IRENA’s Solutions to Integrate High Shares of Variable Renewable Energy report, published and presented at the request of this year’s G20 president, highlights key action areas to scale up variable renewable energy power generation in G20 countries. Three key areas include the need for:
- Enabling frameworks for long-term energy system planning, holistic policy-making, and co-ordinated approaches across sectors and countries.
- Fostering systemic innovation, both in technologies, and market design, operational practices and business models.
- Unlocking investments and strengthening partnerships with the private sector.

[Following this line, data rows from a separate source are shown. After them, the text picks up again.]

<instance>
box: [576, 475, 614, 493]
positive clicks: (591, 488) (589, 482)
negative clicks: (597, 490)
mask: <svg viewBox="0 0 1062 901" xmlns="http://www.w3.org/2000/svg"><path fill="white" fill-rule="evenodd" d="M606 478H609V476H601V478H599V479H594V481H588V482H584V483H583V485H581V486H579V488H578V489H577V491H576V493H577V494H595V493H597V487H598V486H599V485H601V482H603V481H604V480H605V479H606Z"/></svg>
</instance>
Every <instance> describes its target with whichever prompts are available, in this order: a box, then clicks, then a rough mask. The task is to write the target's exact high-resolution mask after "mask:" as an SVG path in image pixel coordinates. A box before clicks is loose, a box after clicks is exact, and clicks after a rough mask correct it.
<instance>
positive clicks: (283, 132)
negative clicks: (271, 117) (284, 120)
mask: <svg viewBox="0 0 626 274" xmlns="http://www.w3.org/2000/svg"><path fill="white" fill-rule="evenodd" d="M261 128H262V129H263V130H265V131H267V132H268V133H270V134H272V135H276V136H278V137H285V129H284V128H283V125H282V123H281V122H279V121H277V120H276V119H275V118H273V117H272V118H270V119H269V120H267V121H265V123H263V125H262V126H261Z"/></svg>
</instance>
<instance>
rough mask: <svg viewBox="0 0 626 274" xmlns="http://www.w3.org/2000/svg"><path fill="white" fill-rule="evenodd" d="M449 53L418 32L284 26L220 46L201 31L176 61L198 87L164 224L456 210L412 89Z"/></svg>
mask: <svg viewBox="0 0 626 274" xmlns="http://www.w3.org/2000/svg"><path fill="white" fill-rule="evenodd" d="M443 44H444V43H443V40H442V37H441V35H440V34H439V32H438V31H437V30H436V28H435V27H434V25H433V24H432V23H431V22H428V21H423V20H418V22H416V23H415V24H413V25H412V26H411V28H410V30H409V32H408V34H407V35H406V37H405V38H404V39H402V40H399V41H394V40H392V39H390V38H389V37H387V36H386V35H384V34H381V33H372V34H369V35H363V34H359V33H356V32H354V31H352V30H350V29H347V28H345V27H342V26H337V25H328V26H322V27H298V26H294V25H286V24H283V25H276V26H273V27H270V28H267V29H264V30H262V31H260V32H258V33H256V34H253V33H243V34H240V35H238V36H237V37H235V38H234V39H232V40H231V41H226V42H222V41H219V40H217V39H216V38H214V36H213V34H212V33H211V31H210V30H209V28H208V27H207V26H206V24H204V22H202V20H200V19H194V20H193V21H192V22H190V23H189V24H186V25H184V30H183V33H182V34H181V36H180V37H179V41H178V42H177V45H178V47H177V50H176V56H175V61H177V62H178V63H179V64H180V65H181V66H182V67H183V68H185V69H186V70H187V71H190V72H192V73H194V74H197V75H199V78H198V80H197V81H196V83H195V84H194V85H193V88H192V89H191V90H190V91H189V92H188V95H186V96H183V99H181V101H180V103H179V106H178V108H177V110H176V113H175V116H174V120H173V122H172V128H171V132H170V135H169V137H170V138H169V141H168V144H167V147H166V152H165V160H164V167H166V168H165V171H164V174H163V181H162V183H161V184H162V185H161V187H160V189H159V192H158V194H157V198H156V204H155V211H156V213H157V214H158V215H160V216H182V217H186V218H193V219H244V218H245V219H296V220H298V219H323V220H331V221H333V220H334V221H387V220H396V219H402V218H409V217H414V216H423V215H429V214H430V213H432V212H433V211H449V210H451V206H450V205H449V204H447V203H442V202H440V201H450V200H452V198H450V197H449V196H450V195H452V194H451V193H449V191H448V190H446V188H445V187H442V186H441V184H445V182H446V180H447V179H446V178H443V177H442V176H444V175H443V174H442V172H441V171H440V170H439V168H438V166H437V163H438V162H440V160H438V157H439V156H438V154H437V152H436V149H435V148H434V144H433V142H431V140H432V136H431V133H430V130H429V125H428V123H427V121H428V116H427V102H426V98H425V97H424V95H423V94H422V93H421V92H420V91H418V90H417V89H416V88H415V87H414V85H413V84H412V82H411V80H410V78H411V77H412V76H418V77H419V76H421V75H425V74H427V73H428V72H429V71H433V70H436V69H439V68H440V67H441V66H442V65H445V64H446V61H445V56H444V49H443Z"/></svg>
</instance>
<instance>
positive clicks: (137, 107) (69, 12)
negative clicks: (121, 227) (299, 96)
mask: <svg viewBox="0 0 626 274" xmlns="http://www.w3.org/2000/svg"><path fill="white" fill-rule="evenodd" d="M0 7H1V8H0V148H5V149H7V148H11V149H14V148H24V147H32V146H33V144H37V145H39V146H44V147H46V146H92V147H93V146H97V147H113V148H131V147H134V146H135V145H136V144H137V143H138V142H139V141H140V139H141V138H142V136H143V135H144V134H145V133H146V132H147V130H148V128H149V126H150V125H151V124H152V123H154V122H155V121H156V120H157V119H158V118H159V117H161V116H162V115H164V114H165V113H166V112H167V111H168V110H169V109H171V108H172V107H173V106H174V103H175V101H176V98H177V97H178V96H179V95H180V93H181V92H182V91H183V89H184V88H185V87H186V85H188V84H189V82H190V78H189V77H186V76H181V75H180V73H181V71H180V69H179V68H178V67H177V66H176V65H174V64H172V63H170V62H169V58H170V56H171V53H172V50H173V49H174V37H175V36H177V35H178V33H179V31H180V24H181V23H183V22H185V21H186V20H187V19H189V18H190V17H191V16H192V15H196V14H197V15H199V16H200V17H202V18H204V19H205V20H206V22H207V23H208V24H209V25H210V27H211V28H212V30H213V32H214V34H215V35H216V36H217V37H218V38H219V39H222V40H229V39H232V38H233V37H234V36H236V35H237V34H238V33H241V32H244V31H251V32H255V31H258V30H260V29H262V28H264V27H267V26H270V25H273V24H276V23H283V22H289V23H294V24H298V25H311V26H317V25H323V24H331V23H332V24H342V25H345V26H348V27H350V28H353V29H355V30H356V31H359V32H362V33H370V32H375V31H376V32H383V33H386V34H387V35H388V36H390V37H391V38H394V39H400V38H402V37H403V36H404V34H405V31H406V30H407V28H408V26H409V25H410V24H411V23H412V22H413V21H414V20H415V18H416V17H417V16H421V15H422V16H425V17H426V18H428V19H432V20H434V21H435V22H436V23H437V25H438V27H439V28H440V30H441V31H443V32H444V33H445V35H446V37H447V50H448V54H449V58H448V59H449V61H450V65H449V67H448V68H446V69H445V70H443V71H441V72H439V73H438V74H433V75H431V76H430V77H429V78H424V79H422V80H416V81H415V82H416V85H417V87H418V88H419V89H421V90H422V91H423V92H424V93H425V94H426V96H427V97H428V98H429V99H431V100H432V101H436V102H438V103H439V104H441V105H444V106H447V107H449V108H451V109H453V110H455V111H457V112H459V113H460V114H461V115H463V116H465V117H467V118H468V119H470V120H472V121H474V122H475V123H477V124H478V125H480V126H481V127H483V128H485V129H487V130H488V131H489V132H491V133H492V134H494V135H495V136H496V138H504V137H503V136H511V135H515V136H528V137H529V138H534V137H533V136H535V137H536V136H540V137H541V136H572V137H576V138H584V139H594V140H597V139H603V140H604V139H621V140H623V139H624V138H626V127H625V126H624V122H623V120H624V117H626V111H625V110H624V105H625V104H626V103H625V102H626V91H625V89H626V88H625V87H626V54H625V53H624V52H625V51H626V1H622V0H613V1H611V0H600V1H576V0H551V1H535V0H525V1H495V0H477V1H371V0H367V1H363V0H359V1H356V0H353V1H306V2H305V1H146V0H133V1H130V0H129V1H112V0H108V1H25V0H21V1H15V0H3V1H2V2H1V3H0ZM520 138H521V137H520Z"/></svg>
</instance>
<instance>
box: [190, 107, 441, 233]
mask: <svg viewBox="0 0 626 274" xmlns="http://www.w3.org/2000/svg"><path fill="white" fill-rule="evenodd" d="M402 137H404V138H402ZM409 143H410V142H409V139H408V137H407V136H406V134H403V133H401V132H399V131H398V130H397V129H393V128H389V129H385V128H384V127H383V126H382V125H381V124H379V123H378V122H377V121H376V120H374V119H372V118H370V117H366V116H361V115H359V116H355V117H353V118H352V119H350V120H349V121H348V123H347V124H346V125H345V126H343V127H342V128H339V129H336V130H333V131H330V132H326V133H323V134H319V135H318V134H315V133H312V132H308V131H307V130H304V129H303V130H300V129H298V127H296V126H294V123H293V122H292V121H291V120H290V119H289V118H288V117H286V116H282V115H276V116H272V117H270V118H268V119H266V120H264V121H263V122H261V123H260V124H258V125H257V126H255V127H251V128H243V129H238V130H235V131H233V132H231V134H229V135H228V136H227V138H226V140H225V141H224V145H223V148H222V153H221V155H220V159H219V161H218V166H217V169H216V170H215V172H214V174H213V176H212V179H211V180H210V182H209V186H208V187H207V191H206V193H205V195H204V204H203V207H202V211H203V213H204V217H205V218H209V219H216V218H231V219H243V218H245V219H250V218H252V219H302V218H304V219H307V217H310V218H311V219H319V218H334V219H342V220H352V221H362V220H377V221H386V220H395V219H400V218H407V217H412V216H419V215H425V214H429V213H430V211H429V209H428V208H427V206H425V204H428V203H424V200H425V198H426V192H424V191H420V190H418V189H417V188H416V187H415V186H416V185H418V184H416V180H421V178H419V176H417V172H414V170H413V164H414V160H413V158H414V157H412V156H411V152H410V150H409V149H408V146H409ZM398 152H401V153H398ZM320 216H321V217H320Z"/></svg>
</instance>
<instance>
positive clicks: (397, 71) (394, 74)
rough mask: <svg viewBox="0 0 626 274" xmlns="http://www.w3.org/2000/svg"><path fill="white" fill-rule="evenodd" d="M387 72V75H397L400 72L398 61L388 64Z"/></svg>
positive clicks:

In cooperation with the previous G20 presidencies of Turkey, China, Germany and Argentina during the last four years, IRENA has provided targeted analysis and recommendations for the group’s energy discussions. At the first G20 Energy Ministers Meeting in October 2015, ministers adopted the G20 Toolkit of Voluntary Options for Renewable Energy Deployment, which presented a set of voluntary options for G20 countries to accelerate the scale-up of renewable energy. IRENA was a central coordinator of the Toolkit’s implementation, in co-operation with other international organisations.
In June 2016, progress on work completed under the toolkit was reviewed with the aim to mobilise more finance, reduce costs and chart renewable potential.
In the context of Argentina’s G20 Presidency last year, IRENA was asked to elaborate opportunities for the accelerated deployment of renewables, using a systemic and holistic approach, and to present relevant lessons learnt from implementing policy and investment frameworks. Building on this work, IRENA developed an overview of Opportunities to Accelerate Energy Transitions through Enhanced Deployment of Renewables.